Hundreds of morbidly obese people are being left waiting more than five years for potentially life-changing surgery, a private medical report compiled for Minister for Health Simon Harris has said.
The unpublished document, relating to bariatric services at Galway University Hospital, warns of the dangers of funding shortfalls at a time of rising levels of obesity and related illnesses.
By June about 670 obese patients were facing the delays, with numbers rising all the time.
The report, submitted to the Minister last month, notes there are just over 500 patients awaiting psychological and surgical evaluations for sleeve gastrectomy operations, with both steps required before a patient can undergo the procedure.
“In effect, patients referred for bariatric surgery in Galway remain on a waiting list for surgical and psychological assessment for more than two years,” the report states.
“Moreover, 170 patients have been seen by the surgeon and the psychologist ... and have been placed on the waiting list for surgery. At current rates of surgical activity in Galway, they will be waiting in excess of five years.”
The 78-page report was written for Mr Harris's attention by Dr Francis Finucane, consultant endocrinologist at the hospital.
In an accompanying letter he expressed concern that “critically important resources that we have sought will not be forthcoming. We simply cannot let this happen.”

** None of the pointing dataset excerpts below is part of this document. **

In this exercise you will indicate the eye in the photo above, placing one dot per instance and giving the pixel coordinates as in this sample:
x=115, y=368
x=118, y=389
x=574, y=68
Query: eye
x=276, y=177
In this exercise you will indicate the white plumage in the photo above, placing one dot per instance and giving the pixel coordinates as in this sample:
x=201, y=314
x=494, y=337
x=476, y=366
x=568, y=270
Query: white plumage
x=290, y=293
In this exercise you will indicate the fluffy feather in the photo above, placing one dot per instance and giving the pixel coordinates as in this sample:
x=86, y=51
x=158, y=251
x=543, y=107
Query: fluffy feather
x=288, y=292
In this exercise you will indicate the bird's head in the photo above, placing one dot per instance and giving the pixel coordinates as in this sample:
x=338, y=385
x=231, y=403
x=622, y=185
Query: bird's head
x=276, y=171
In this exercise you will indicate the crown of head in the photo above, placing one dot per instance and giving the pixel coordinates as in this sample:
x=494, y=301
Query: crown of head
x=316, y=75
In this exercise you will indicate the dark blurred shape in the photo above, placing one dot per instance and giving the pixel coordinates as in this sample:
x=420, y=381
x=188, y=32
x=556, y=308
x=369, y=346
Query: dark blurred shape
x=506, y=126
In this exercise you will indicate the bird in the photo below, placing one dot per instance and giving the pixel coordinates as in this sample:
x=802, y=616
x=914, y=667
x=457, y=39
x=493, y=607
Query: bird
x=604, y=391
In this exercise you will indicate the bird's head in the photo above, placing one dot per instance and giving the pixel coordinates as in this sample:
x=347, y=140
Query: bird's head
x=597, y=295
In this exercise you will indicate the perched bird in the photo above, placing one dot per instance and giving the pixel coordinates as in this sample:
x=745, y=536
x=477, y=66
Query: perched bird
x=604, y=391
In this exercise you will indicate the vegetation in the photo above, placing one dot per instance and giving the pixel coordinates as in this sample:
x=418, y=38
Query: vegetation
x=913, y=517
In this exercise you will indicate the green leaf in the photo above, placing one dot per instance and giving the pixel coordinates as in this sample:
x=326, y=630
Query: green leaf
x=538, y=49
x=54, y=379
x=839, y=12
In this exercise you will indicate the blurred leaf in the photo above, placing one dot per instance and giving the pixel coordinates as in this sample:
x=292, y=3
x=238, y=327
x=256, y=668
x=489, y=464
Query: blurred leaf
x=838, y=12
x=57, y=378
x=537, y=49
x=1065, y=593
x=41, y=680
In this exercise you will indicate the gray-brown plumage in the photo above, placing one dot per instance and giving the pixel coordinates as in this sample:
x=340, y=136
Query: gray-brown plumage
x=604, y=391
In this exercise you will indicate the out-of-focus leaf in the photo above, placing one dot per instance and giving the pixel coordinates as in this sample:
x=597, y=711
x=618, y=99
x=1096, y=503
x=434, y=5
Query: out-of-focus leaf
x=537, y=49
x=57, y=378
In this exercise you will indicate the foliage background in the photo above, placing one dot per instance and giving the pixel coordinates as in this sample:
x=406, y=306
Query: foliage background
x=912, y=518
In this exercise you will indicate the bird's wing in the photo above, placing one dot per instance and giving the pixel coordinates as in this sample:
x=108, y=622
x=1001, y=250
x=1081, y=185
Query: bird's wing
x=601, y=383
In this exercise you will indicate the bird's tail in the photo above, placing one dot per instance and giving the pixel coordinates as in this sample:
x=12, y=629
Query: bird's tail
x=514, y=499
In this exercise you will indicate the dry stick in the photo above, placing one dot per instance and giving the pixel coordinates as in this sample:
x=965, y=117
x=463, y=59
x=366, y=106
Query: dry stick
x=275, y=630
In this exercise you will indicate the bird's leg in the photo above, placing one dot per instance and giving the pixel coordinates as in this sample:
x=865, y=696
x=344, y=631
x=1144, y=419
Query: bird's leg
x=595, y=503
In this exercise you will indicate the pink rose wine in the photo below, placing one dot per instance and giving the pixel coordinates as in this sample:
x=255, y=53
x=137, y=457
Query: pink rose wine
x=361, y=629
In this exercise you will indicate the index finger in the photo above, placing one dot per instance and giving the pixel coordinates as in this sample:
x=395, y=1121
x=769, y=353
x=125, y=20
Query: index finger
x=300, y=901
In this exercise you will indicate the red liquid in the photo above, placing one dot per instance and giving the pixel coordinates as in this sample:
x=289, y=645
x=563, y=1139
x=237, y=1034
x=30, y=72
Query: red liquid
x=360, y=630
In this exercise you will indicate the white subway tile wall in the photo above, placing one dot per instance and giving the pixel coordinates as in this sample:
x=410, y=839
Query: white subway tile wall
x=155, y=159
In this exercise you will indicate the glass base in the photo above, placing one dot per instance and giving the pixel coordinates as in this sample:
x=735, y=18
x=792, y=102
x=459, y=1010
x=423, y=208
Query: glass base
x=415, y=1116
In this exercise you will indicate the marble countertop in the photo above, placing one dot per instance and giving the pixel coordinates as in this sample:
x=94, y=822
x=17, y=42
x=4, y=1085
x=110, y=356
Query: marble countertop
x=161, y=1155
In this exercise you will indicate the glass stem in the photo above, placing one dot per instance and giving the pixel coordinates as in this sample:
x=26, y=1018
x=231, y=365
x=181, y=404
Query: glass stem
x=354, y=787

Sleeve gastrectomy operations remove part of the stomach, reducing food consumption. They are considered a crucial option in tackling chronic obesity, which continues to rise in Ireland.
They are carried out publicly at the Galway hospital and St Vincent’s in Dublin, and privately at clinics in Dublin, Cork and Galway.
Those who undergo the procedure can lose up to 20 per cent of their body weight within a year. The surgery can also result in the discontinuation of treatment for diabetes, a major illness associated with weight gain.
A 2016 paper published in the Irish Journal of Medical Science stated that, in a world where obesity rates have “soared”, gastrectomy is “increasingly regarded as a good surgical procedure”.
The paper put Irish rates of obesity at 22.9 per cent among men and 22.5 per cent among women.
“Despite vigorous efforts, the obesity endemic has continued to rise,” it said, highlighting a correlation in increasing rates of associated illness such as type 2 diabetes, cardiovascular disease and cancer.
In a letter to then minister for health Leo Varadkar in 2015, Dr Finucane highlighted a study suggesting €1 billion of annual public expenditure be channelled towards obesity-related treatment alone.
Last year an article published by the International Federation for the Surgery of Obesity stated that the current rate of bariatric surgery in Ireland falls short of international ethical standards – fewer than one in 100,000 people, compared with 70 in France and Sweden, and 50 in the US.
Despite this the report submitted to Mr Harris is highly critical of funding procedures, with repeated Galway University Hospital appeals “falling on deaf ears” in recent years.
“The process for requesting and prioritising these resources is unclear, opaque and convoluted. The allocation of resources nationally is inequitable, arbitrary and lacks transparency,” it said.
"There was 'token' funding of 15 surgeries through the National Treatment Purchase Fund in 2018, but as we articulated to hospital management at the time, this is wholly inadequate and is symptomatic of systematic de-prioritisation of bariatric services in Galway."
In response the Department of Health said obesity is a priority issue for the Minister, particularly improving access to hospital treatment, and he has recently met with HSE officials to discuss it.
“The NTPF [National Treatment Purchase Fund] continues to work with Galway University Hospital and this year has provided funding which has enabled the treatment of additional patients under the bariatrics service,” it stated.
“Waiting times are often unacceptably long and place a burden on patients and their families. [However], there are major challenges to health funding.”
A recent report by a Royal College of Physicians in Ireland expert group concluded that the costs of failing to do so were “incalculable”.
“Given the personal suffering experienced by people who are obese, and the rapidly emerging health system costs in treating an extensive and most distressing range of associated complications of [being] overweight, building further capacity in bariatric surgery is both urgent and essential,” it said.